Higher homotopy groups of irreducible 3-manifolds A 3-manifold $M$ is irreducible if every embedded 2-sphere bounds a 3-ball. Thanks to Papakyriakopoulos's sphere theorem, irreducibility is the same as having $\pi_2(M)=0$. Does irreduciblity imply that the manifold is in fact aspherical, i.e. that $\pi_k(M)=0$ for all $k \geq 2$?
(Or maybe I should say that the universal cover $\tilde M$ is aspherical, but the question is the same in terms of homotopy groups.)
As pointed out by @Matt Zaremsky in the comments, there is an obvious counterexample in $S^3$. But perhaps this is the only counterexample, or the counterexamples are easy to classify?
Given all of the tools we have about geometric classification of 3-manifolds, I expect someone would have a quick answer. I'm just not enough of an expert to make those arguments myself.
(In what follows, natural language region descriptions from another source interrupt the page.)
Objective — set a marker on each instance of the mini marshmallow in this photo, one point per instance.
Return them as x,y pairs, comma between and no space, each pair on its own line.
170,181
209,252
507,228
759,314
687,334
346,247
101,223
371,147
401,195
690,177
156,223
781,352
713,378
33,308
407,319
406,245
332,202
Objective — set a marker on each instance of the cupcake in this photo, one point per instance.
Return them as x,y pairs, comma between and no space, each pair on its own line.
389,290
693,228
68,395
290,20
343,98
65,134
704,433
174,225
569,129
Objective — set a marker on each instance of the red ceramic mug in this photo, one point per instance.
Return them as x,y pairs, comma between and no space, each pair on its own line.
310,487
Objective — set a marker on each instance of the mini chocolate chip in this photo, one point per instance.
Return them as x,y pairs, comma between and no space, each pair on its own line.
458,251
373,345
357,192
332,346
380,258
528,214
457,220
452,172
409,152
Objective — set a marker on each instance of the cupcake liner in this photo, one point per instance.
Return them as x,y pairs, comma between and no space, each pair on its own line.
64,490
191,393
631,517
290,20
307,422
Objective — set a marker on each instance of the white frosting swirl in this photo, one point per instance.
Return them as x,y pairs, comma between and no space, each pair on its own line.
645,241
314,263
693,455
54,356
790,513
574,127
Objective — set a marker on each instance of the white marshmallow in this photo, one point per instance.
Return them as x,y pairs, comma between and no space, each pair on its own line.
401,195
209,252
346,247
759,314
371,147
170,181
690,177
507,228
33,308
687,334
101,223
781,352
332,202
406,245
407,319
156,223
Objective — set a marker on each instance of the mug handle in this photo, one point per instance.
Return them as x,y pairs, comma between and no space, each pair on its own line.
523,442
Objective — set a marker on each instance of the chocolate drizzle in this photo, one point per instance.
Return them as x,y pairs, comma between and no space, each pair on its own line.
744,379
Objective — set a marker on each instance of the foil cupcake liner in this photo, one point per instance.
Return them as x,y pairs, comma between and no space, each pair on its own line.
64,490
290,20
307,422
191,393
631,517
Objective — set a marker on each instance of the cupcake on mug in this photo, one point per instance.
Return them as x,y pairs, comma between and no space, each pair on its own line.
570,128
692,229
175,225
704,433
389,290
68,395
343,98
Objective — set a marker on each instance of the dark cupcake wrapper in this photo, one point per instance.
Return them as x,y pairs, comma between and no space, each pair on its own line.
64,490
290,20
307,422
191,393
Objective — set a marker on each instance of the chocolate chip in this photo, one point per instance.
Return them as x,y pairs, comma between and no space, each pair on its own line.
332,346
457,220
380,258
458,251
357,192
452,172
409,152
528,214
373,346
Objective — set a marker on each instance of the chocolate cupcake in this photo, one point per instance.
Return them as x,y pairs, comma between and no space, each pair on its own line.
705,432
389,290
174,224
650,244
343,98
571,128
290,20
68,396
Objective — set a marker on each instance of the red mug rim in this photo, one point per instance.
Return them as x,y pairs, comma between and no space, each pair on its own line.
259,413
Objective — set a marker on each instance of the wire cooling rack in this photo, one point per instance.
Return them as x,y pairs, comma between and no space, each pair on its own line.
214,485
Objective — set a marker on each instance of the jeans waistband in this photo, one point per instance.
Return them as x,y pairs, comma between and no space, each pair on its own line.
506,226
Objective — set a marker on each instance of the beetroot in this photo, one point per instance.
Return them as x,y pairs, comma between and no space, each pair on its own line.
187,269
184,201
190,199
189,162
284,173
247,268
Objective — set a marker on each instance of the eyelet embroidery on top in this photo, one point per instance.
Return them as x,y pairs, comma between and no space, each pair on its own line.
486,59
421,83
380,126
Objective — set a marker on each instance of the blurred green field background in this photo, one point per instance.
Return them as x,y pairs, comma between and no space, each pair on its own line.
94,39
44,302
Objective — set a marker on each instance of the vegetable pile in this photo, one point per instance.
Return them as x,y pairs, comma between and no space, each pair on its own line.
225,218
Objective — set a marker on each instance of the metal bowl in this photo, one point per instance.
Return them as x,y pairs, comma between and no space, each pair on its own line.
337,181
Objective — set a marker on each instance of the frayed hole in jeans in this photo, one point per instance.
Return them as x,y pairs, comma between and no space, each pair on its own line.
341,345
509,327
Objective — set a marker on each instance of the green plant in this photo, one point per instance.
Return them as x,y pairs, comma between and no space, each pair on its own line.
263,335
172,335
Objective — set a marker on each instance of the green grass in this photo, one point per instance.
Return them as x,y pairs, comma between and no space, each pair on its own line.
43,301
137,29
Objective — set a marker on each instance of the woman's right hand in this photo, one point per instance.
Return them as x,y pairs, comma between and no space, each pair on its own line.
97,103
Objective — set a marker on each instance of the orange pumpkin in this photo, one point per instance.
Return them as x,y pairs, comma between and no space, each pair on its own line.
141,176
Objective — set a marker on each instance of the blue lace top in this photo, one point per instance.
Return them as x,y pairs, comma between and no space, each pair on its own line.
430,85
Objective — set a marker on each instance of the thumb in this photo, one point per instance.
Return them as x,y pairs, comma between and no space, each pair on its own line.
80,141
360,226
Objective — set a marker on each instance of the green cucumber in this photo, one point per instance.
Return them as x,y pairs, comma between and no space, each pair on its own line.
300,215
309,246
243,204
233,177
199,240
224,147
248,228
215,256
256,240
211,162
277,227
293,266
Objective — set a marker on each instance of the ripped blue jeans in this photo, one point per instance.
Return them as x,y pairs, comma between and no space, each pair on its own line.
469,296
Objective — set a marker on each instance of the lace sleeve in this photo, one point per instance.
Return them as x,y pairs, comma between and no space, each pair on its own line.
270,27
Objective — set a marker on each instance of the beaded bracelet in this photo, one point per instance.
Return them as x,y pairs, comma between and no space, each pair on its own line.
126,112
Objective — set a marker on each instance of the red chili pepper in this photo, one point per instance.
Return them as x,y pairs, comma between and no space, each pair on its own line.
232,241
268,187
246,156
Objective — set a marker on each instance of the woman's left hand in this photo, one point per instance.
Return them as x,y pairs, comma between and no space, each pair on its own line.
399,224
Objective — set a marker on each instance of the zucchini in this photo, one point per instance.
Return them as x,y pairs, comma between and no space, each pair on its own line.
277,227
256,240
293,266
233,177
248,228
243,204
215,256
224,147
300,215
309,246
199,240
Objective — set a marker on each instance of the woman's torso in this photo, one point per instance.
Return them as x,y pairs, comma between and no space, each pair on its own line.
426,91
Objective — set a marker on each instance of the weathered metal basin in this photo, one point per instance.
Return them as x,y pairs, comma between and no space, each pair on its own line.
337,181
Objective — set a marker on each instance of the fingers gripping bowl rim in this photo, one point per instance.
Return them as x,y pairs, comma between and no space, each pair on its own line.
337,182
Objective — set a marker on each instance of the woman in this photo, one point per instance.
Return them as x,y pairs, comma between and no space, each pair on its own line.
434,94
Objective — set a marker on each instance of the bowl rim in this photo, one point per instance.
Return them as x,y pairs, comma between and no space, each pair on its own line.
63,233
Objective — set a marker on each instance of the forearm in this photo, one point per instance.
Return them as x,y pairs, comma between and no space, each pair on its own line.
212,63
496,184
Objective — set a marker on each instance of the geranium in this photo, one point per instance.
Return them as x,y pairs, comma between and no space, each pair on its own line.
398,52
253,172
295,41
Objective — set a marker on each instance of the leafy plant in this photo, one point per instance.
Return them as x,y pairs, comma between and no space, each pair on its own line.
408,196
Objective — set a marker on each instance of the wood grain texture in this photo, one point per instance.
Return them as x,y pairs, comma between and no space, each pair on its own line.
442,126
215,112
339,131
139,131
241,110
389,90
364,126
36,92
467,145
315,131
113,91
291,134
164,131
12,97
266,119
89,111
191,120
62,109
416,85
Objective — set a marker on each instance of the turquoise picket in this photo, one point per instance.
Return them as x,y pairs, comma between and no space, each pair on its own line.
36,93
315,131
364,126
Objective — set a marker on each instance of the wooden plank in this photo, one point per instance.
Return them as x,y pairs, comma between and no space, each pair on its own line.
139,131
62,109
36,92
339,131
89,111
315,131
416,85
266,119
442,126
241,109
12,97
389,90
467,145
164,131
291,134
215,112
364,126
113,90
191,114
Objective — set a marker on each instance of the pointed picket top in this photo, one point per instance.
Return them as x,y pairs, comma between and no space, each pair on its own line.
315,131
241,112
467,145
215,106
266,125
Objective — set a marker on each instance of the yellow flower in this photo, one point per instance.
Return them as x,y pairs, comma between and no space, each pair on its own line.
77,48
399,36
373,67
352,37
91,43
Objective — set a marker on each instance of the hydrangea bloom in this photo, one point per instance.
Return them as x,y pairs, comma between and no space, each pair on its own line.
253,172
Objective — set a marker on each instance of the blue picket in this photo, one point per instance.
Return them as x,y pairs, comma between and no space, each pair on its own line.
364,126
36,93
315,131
 A: It's wrong for finite fundamental group, as then the universal cover is closed and has nonvanishing $\pi_3$ by Hurewicz. It's true for infinite fundamental group, again by Hurewicz applied to the universal cover.
A: An irreducible 3-manifold $M$ is aspherical if and only if it's not a finite quotient of $S^3$, which in turn is equivalent to having infinite fundamental group. Essentially you've already outlined the proof: the universal cover $\tilde M$ is a simply-connected 3-manifold with trivial $\pi_2$, and so also $H_2(\tilde M) = 0$; if $\tilde M$ is not compact, then $H_3(\tilde M) = 0$ (because of non-compactness) and $H_k(\tilde M) = 0$ for higher $k$ (because it's a 3-manifold), so by the Hurewicz theorem $\tilde M$ is aspherical.
On the other hand, $\tilde M$ is compact if and only if $\pi_1(M)$ is finite. In this case, Perelman proved that $\tilde M$ is $S^3$. 3-manifolds covered by $S^3$ are classified, and they correspond to finite subgroups of $SO(4)$. I think that Scott's The geometries of 3-manifolds has a precise statement.